Holthaus also notes:  “In Delaware and southern New Jersey, coastal flooding set all-time records, eclipsing even Hurricane Sandy… This weekend’s record water levels would not have been so bad without the melting of glaciers and ice sheets that global warming has already caused.”  So the record-breaking weather Jonas displayed – huge snow totals and massive flooding – was only made worse by climate change.  

But just how enormous is the economic impact of such a storm?  The Atlantic attempted to answer that important question with an article titled:  “How Much Did Snowstorm Jonas Cost the Economy?”  The author explains:  “First, the price to clean up a city is steep:  In New York… it’s estimated to cost $1.8 million per inch.  Second, winter storms tend to give rise to insurance claims…  And third, a number of stores and businesses close because it’s unsafe for workers to commute or their customers are cooped up at home.”  In Washington, DC, the federal government was completely shut down after 12pm on Friday, January 22nd – and it did not resume normal operations until Wednesday, January 27th.

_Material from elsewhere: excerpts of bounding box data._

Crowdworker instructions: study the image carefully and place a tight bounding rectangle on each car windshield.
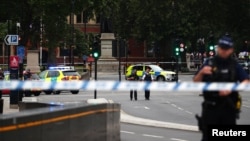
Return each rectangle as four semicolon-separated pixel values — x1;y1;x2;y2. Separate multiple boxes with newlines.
150;65;163;71
63;71;80;76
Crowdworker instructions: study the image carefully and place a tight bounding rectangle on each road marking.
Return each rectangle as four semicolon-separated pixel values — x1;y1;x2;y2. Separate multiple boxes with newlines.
121;131;135;134
171;104;177;107
142;134;163;138
178;107;184;111
170;138;187;141
134;106;150;110
242;105;250;108
185;111;193;114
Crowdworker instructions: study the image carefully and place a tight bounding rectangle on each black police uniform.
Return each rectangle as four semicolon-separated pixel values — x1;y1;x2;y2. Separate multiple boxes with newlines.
197;56;249;141
142;72;153;100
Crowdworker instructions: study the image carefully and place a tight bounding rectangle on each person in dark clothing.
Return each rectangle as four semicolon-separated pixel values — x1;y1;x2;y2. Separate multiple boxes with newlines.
23;69;31;80
127;69;139;101
142;67;153;100
193;35;249;141
0;68;4;99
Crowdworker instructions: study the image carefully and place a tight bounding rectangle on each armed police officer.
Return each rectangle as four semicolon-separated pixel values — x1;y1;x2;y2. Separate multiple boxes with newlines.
193;35;249;141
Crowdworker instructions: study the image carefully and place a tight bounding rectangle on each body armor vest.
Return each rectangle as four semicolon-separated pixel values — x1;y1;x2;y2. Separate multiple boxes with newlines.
203;57;239;107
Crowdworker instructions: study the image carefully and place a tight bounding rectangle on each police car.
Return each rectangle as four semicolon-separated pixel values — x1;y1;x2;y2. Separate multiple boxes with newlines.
125;64;176;81
39;66;81;94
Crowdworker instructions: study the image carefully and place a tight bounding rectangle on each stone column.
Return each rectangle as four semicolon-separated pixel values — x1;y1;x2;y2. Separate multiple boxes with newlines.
26;50;40;73
100;33;115;59
97;33;118;72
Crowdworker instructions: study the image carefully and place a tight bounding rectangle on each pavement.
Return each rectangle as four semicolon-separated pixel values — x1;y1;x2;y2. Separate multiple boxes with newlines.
2;97;199;132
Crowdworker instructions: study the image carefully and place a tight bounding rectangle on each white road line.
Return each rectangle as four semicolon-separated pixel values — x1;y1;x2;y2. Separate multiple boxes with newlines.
142;134;163;139
170;138;187;141
185;111;193;114
171;104;177;107
178;107;184;111
242;105;250;108
121;131;135;134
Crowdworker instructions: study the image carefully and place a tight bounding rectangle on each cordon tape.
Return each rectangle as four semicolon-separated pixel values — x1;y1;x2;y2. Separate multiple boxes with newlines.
0;80;250;92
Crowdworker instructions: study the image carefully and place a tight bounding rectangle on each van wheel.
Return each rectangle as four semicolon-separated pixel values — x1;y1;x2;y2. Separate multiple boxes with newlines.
44;90;52;95
53;91;61;94
71;90;79;94
24;91;31;97
157;76;165;81
33;91;41;96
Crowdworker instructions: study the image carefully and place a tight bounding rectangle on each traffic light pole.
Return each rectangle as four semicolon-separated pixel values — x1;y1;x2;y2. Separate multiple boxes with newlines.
94;58;97;99
175;56;179;82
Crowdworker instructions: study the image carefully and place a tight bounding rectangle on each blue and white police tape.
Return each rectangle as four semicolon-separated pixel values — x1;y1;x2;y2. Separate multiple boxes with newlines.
0;80;250;92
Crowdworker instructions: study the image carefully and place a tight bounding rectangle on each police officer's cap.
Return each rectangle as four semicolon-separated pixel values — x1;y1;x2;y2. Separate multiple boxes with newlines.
218;35;233;49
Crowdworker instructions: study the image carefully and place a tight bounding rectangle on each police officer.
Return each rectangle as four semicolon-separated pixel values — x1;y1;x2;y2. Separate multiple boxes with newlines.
127;69;139;101
24;69;31;80
193;35;249;141
142;67;153;100
0;68;4;114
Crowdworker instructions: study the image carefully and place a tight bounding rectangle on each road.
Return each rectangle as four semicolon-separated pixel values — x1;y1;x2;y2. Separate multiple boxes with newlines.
121;124;201;141
2;73;250;141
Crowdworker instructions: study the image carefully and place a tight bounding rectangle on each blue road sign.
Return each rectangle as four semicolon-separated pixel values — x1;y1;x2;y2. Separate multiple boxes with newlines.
4;35;19;45
17;46;25;63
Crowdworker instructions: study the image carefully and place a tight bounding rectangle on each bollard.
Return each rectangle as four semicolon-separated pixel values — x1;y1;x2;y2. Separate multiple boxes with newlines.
0;98;4;114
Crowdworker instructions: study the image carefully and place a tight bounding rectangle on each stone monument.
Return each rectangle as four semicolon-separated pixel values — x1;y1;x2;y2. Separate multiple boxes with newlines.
100;33;115;59
97;33;118;72
26;50;40;73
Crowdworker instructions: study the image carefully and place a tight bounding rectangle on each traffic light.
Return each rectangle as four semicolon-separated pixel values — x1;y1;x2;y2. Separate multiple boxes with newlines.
93;52;99;58
208;34;215;56
92;40;100;59
175;47;180;56
174;39;180;56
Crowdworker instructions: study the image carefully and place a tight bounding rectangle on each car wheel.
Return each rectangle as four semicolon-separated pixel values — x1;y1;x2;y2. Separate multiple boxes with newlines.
71;90;79;94
44;90;52;94
24;90;31;97
33;91;41;96
157;76;165;81
53;91;61;94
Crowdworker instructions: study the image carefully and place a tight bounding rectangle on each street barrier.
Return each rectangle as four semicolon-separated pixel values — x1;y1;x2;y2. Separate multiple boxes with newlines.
0;102;120;141
0;80;250;92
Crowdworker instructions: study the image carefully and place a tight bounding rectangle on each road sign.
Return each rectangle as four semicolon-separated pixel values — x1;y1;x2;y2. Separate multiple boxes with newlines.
10;56;19;68
4;35;19;45
17;46;25;63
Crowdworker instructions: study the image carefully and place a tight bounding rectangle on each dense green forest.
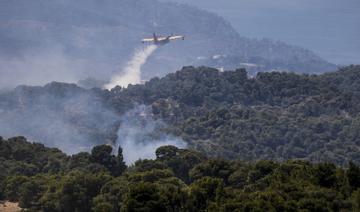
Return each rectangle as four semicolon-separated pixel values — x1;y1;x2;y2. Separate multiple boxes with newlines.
0;66;360;166
0;137;360;212
107;66;360;165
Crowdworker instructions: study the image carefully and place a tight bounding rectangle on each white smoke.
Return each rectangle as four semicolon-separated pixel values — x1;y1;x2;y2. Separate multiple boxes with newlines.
114;105;186;165
104;45;157;90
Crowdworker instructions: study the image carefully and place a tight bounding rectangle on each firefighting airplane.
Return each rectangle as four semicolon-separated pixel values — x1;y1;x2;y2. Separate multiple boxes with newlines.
141;33;185;46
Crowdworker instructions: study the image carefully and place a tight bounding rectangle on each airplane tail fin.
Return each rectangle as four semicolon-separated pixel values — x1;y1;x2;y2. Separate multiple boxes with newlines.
153;33;158;42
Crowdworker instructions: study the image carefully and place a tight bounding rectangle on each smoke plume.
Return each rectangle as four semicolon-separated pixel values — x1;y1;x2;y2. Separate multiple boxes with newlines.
114;105;186;165
104;45;157;90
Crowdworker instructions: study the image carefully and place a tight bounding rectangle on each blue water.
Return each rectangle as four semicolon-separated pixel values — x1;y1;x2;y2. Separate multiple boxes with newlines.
164;0;360;65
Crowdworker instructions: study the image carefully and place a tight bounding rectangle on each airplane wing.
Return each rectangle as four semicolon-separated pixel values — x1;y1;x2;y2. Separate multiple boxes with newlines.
158;37;167;41
169;35;185;40
141;38;155;42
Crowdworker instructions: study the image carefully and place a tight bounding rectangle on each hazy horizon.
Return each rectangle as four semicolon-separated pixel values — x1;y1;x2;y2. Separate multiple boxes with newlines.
162;0;360;65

Most state and local government offices – as well as school districts from Washington all the way to Manhattan – were also closed for days. 

“Chris Christopher, a macroeconomist…  estimated that Jonas’ economic impact would be…  between $500 million and $1 billion.”


NPG has long drawn the connection between population growth and climate change.  Even if per capita emission rates stay the same – by reducing our population size, we hold the potential to dramatically reduce our nation’s greenhouse gas emissions (which scientists agree contribute greatly to global warming).  And as author Mike Hanauer astutely noted in NPG’s Forum paper Overpopulation and Overconsumption:  Where Should We Focus?:  “Attainable reductions in consumption will not do the job if we do not also stop population growth.”

We will continue our work to raise public awareness of the link between population growth and climate change – which is all the more important after the devastating impact of storms like Jonas.  With such enormous financial, environmental, and human costs (the storm has claimed at least 48 lives), we must ACT NOW to slow, halt, and eventually reverse U.S. population growth!   

Thank you again for your continued support of NPG!


There is no remedy that can possibly avert disastrous Climate Change and Global Warming unless we first address the problem of world population size and growth, and its impact on the size of the greenhouse gas emissions that cause global warming.That means that we need to address the population size and growth of each nation, which together make up the world total.

World population, now over 7.3 billion, is predicted to rise to 9 billion by 2050, an increase of almost two billion, or 23%, in the short space of only 34 years from now.In the highly unlikely event that per capita greenhouse gas emissions could possibly be decreased by an equal percentage in such a short space of time (a blink of an eye) the total amount of worldwide emission would remain the same!

From this simple illustration it would appear that without drastically reducing the size of world population, there is no solution to the problem.None at all.So then why do our world leaders pretend that there is one?What is to be gained by pretending rather than by proposing a solution that would solve the problem – a reduction in the size of world population to not more than 1- 2 billion?